I am a Master Gardener and volunteer at the Stony Hill Master Gardener Demo Garden. I would like to take the opportunity to rebut comments quoted in your article by Madeline Bunt, VP of the Stony Hill Preserve. I believe her comment regarding the “unanimous” vote to transfer the land and funds in 2017 from the Fairfield County Agricultural Extension Council (FCAEC) to the newly formed Stony Hill Preserve (SHP) are incorrect.
Past members of the Council Board (FCAEC) have told a different story as to how members were harassed, pushed off the board, and other tactics to allow the transfer to happen. The appointed officers of the newly formed SHP, which acquired the land and funds from the FCAEC, were the same handful of members from the FCAEC who wanted the transfer — and pushed for it to happen.
It appears these individuals had their hands in both pots.
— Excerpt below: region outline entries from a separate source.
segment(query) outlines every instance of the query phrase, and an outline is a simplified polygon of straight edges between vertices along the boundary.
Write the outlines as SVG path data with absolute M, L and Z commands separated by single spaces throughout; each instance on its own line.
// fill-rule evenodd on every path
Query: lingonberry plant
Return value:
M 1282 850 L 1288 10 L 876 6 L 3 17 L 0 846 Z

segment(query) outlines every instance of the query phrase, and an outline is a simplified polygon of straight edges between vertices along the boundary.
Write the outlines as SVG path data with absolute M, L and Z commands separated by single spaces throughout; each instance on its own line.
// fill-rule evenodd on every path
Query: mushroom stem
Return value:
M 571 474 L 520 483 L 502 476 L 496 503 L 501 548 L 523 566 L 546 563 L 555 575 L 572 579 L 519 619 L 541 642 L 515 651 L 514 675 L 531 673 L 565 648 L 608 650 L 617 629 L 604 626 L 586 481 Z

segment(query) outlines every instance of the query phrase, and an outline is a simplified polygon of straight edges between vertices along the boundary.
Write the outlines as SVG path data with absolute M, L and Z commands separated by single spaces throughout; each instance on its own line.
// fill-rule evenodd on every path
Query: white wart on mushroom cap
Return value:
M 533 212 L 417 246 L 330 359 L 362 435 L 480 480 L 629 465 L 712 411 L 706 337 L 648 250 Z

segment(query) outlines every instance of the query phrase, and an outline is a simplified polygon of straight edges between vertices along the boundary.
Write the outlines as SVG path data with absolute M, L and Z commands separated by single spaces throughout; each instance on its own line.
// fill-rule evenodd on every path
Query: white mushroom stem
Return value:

They moved themselves to the SHP and became officers of the SHP. If they were “unable to manage” the property under the board of FCAEC why would the same individuals magically be capable of managing the property under a new name and entity?
The original intentions of the move and formation of the SHP is in question.
After the land was transferred to SHP, UConn Extension and the Master Gardener Program were forbidden from maintaining the property. Native plantings were ripped out and the SHP put in non-native landscaping.
The UConn Extension and Master Gardeners were told not to touch the landscaping and then SHP began complaining that the property was not being maintained. It has been a puzzle as to how they can forbid the tenant from maintaining the property yet then complain that the tenant is not maintaining the grounds.
After the fire in February, SHP — the landlord — was obligated to make repairs to the building, which UConn was still leasing. But they delayed and delayed, I believe, in an effort to force the UConn Extension out of the office ahead of the lease termination in six months.
After waiting several months for SHP to take action and repair and clean up the office space in the building, UConn had a remediation team come in to do the necessary work so the offices could be used. There are still cosmetic repairs that need to be made by SHP but they have not yet made arrangements to do so.
Thank you again — and I believe some follow-up investigation is still necessary.